= Mary Odilia Berger =

German-American religious sister

Mary Odilia Berger, S.S.M. (born Anna Katharina Berger; 30 April 1823 – 17 October 1880) was a German-born Catholic religious sister who founded the Sisters of St. Mary in 1872 in St. Louis, Missouri. The order established and still runs hospitals throughout the Midwestern United States. In 1987 they merged with Sisters of St. Francis of Maryville, another congregation which had branched off from them, and together became the Franciscan Sisters of Mary.

==Early life==
Anna Katharina Berger was born on 30 April 1823 in Regen, in the Kingdom of Bavaria, the elder of twins. In 1858 she joined the Poor Franciscan Sisters of the Holy Family in Pirmasens, founded by the Blessed Paul Joseph Nardini. She was sent to Paris to raise funds for the new religious congregation.

Once in Paris, Berger took part in the charitable works of the Abbé Peter-Victor Braun, who chose her in 1866 to lead the new religious congregation of Sisters Servants of the Sacred Heart he founded to give continuity to their work. She had to flee Paris, however, when the city was besieged during the Franco-Prussian War. Forced to return to her homeland, she tried to start a new community in Elberfeld in the Rhineland but was forbidden to do so by the government during the Kulturkampf, a period when religious communities feared that they would be abolished by the government. In 1872 she got permission to emigrate to St.
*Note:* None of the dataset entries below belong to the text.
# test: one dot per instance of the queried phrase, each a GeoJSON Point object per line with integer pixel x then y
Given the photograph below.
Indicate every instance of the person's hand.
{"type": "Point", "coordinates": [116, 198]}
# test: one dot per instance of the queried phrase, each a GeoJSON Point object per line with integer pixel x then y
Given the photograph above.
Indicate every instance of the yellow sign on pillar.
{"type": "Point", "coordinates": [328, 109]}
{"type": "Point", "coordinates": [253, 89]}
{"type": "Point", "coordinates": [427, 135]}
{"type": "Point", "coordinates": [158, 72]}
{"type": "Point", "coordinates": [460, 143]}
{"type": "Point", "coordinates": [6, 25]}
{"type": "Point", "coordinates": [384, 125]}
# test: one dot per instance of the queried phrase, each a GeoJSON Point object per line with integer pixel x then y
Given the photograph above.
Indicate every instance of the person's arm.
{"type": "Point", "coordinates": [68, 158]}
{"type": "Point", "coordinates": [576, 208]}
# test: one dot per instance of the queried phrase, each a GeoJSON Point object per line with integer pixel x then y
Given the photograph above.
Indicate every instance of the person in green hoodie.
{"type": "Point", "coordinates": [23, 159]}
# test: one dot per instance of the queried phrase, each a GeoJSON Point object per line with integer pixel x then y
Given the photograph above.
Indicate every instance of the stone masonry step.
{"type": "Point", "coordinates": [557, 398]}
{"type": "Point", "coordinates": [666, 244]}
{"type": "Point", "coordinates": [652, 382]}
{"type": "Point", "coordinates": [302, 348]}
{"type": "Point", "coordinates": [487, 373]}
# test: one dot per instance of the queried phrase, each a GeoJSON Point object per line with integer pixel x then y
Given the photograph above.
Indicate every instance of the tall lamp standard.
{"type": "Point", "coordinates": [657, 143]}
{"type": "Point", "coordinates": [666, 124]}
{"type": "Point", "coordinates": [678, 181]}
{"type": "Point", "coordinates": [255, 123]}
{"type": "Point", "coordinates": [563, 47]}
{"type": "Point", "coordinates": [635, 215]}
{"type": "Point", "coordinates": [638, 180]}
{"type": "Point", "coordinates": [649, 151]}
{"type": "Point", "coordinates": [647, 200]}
Louis, Missouri in the United States through the sponsorship of a family member she had nursed in Elberfield, who had later emigrated to Missouri. She left Germany with four companions from her small religious community.

==St. Louis==
The women arrived in St. Louis on 16 November of that same year. They were given hospitality at the Ursuline monastery of the city. After two weeks, they were able to rent a second-story attic in a building attached to St. Mary of Victories Church in the center of the city. They quickly began to carry out their mission through visiting the homes of poor to provide nursing care. Berger soon became a familiar sight on the streets of the city, carrying a large basket in which she carried nursing supplies and into which she would slip any donations given to her. It later became of a symbol of the origins for the congregation she founded.
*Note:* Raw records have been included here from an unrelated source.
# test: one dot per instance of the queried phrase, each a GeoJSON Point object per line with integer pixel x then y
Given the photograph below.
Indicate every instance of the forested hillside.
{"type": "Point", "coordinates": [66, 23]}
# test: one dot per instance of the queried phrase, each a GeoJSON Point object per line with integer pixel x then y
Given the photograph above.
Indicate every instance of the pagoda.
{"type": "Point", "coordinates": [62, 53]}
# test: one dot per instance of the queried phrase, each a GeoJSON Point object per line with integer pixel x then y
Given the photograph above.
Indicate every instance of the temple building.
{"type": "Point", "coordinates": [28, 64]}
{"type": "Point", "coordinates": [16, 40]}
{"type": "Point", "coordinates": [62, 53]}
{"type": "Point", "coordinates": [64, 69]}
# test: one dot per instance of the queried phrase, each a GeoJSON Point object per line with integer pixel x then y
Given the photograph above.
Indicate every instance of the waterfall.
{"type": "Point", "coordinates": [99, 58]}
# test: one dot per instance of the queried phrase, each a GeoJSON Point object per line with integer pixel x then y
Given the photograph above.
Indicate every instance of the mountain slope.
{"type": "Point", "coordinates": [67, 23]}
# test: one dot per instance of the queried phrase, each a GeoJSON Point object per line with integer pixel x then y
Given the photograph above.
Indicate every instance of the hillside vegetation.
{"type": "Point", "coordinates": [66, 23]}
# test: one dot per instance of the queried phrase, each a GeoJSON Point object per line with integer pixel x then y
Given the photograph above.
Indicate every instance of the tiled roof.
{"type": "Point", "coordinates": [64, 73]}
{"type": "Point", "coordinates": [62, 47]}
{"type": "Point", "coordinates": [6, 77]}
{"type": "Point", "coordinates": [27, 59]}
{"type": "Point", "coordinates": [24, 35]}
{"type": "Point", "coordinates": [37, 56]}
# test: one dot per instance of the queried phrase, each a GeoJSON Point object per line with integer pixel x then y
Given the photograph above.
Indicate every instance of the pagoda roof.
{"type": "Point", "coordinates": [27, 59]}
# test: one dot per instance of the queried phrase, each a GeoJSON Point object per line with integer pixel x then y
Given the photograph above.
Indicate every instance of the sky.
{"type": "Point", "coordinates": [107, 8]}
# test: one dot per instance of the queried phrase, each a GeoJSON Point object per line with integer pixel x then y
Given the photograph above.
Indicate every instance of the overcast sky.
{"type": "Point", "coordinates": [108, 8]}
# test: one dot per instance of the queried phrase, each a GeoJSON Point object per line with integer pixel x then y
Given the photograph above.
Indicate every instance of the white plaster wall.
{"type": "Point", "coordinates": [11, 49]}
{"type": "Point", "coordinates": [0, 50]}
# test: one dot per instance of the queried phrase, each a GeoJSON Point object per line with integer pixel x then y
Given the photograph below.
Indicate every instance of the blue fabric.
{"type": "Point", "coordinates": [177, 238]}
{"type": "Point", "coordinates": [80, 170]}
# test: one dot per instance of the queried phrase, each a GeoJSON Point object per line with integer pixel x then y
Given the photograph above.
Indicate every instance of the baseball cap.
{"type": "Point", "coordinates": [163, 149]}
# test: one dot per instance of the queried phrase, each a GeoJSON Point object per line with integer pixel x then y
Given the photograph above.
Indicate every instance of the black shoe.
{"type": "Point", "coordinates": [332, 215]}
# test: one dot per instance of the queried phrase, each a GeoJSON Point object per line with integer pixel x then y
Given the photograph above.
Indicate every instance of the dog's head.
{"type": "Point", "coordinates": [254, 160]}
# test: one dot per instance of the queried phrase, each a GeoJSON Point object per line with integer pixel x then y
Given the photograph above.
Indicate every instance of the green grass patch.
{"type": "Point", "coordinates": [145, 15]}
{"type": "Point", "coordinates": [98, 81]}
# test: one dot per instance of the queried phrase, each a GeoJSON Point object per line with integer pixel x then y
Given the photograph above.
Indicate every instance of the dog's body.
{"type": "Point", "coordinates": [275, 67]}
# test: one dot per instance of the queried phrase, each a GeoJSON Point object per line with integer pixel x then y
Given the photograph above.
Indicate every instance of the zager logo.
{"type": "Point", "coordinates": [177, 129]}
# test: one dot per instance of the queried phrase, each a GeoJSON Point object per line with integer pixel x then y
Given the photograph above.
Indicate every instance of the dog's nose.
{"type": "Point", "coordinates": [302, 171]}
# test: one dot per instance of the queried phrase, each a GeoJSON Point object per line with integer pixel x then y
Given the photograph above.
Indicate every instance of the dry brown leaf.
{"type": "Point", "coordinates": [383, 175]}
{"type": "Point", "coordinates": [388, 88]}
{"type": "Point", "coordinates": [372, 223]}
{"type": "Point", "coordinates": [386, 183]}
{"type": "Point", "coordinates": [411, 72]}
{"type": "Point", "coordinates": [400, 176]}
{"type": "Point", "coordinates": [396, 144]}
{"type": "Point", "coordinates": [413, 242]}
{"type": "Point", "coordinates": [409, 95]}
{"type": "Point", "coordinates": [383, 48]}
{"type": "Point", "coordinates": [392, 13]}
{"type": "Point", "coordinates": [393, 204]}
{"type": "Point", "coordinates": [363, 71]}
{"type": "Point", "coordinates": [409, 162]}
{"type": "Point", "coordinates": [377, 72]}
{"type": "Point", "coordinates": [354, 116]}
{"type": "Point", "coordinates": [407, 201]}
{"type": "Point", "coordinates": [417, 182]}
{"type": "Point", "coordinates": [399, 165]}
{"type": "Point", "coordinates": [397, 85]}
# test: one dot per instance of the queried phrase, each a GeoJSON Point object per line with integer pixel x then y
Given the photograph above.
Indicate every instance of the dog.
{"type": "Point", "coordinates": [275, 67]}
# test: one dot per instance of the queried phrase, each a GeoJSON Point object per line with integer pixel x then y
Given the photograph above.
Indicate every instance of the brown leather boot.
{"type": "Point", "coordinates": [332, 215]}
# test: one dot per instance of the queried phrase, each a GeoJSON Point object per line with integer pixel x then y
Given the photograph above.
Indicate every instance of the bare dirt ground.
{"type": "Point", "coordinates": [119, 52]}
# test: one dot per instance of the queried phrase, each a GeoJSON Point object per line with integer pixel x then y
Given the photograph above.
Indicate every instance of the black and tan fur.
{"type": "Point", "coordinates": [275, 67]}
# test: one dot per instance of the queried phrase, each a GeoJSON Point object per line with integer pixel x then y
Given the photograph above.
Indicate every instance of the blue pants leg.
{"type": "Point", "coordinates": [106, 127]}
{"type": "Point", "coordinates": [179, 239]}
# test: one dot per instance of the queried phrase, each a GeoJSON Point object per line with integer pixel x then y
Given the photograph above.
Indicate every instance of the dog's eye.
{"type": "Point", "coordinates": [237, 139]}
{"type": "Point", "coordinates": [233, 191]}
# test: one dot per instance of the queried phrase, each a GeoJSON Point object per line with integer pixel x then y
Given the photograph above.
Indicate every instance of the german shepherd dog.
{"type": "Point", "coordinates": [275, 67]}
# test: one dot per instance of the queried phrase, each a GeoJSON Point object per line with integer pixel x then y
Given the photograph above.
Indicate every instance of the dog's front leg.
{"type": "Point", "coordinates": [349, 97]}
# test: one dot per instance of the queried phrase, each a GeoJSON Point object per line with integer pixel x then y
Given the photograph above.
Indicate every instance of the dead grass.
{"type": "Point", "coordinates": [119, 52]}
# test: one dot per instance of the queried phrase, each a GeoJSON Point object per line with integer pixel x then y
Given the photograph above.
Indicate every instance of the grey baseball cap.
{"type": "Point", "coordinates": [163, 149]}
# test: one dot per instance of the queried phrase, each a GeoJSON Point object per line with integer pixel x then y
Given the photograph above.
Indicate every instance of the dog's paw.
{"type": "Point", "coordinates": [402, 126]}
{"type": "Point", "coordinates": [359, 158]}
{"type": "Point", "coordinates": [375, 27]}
The Sisters had gained nursing experience of the battlefronts of the war with France. This experience was to be of great use as an outbreak of smallpox hit the city a few months after their arrival. They nursed the sick and dying during this plague, even in their own residence. They became known in the area as the "Smallpox Sisters" as a result of their labors.

==Foundress==
The Sisters organized themselves formally in 1874 as the Sisters of St. Mary, under the Rule of the Franciscan Third Order Regular. They took their name from the church, which shared a door with their living quarters. Mother Odilia was then canonically elected as the Superior General of the new congregation, of which she formally was acknowledged as the foundress.

In 1877 the congregation made the decision to move from home care to institutional nursing. To this end, they borrowed the then-enormous sum of $16,000 to open their first hospital, St. Mary's Infirmary, in St. Louis. The Sisters of St. Mary became the city's primary providers of public health care.
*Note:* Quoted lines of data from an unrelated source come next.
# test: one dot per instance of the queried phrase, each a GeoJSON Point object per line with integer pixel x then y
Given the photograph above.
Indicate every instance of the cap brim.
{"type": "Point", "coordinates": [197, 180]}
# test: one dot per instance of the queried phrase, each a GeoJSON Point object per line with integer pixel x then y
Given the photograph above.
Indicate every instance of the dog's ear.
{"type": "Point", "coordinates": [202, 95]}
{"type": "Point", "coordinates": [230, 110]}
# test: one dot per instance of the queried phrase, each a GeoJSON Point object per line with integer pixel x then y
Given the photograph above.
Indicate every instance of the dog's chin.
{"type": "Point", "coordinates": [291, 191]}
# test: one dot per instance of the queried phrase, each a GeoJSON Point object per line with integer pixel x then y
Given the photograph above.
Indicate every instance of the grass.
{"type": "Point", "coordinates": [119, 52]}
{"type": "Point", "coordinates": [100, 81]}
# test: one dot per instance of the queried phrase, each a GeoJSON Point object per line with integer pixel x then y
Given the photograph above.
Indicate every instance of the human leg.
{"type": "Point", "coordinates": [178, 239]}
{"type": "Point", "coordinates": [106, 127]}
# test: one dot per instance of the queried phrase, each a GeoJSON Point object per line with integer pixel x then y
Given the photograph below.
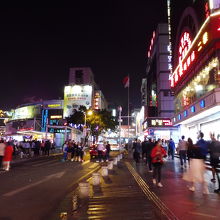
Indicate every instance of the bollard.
{"type": "Point", "coordinates": [115, 161]}
{"type": "Point", "coordinates": [83, 189]}
{"type": "Point", "coordinates": [63, 215]}
{"type": "Point", "coordinates": [110, 165]}
{"type": "Point", "coordinates": [104, 171]}
{"type": "Point", "coordinates": [95, 179]}
{"type": "Point", "coordinates": [75, 203]}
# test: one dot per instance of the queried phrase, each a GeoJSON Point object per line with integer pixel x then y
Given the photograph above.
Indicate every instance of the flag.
{"type": "Point", "coordinates": [126, 81]}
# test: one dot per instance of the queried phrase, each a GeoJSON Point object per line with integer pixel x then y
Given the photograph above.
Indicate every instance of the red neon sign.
{"type": "Point", "coordinates": [189, 51]}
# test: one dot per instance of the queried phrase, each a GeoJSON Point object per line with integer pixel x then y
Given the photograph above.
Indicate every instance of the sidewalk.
{"type": "Point", "coordinates": [176, 196]}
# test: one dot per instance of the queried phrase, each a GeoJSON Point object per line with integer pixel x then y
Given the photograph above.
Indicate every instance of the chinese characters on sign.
{"type": "Point", "coordinates": [159, 122]}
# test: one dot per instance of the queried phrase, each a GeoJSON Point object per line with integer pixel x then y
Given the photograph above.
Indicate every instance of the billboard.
{"type": "Point", "coordinates": [26, 112]}
{"type": "Point", "coordinates": [74, 96]}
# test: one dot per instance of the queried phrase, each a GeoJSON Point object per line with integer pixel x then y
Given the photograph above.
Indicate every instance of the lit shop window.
{"type": "Point", "coordinates": [202, 103]}
{"type": "Point", "coordinates": [193, 108]}
{"type": "Point", "coordinates": [206, 80]}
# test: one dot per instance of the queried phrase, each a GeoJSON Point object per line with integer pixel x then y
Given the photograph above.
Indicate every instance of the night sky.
{"type": "Point", "coordinates": [39, 45]}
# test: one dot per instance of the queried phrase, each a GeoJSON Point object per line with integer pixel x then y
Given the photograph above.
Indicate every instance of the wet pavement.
{"type": "Point", "coordinates": [128, 193]}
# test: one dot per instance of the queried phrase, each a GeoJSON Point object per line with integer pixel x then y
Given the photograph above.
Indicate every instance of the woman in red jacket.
{"type": "Point", "coordinates": [157, 155]}
{"type": "Point", "coordinates": [7, 157]}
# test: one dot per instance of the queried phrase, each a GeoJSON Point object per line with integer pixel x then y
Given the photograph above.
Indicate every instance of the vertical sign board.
{"type": "Point", "coordinates": [74, 96]}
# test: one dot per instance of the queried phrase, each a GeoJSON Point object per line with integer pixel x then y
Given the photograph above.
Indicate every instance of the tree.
{"type": "Point", "coordinates": [98, 122]}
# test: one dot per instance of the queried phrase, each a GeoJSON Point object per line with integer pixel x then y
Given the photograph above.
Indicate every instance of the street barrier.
{"type": "Point", "coordinates": [110, 165]}
{"type": "Point", "coordinates": [104, 171]}
{"type": "Point", "coordinates": [96, 179]}
{"type": "Point", "coordinates": [83, 189]}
In 1878 Mother Odilia sent thirteen sisters, a third of the congregation, to Canton, Mississippi and Memphis, Tennessee during a Yellow Fever outbreak. Five of the sisters died of the disease; all of them under thirty years of age.

Her congregation was officially recognized by the Archdiocese of St. Louis in October 1880, just days before Mother Odilia's death. She was buried in Calvary Cemetery in St. Louis.

In 1894, a group of seven Sisters were sent to Maryville, Missouri, under the leadership of Mother Mary Augustine Giesen, where they established one of the first hospitals in the region. They chose to separate from their congregation and formed the Sisters of St. Francis of Maryville. That congregation further expanded medical care, establishing the first hospital in the Oklahoma Territory.

==Today==
In May 1985 the two congregations voted to merge as a new religious institute. This took place in August 1987, with the new congregation taking the name of Franciscan Sisters of Mary.

In 1997, Franciscan Sisters of Mary and four other communities: the Daughters of Charity of St. Vincent de Paul, Society of the Sacred Heart, School Sisters of Notre Dame, and the Sisters of Loretto formed the Sarah Community to address retirement needs and providing long-term care to their members and to the general public.

The congregation, through SSM Health Care, today operates in Illinois, Missouri, Oklahoma and Wisconsin. They administer 23 hospitals, two nursing homes, as well as a rehabilitation center. It also provides home care and a host of additional health-related services.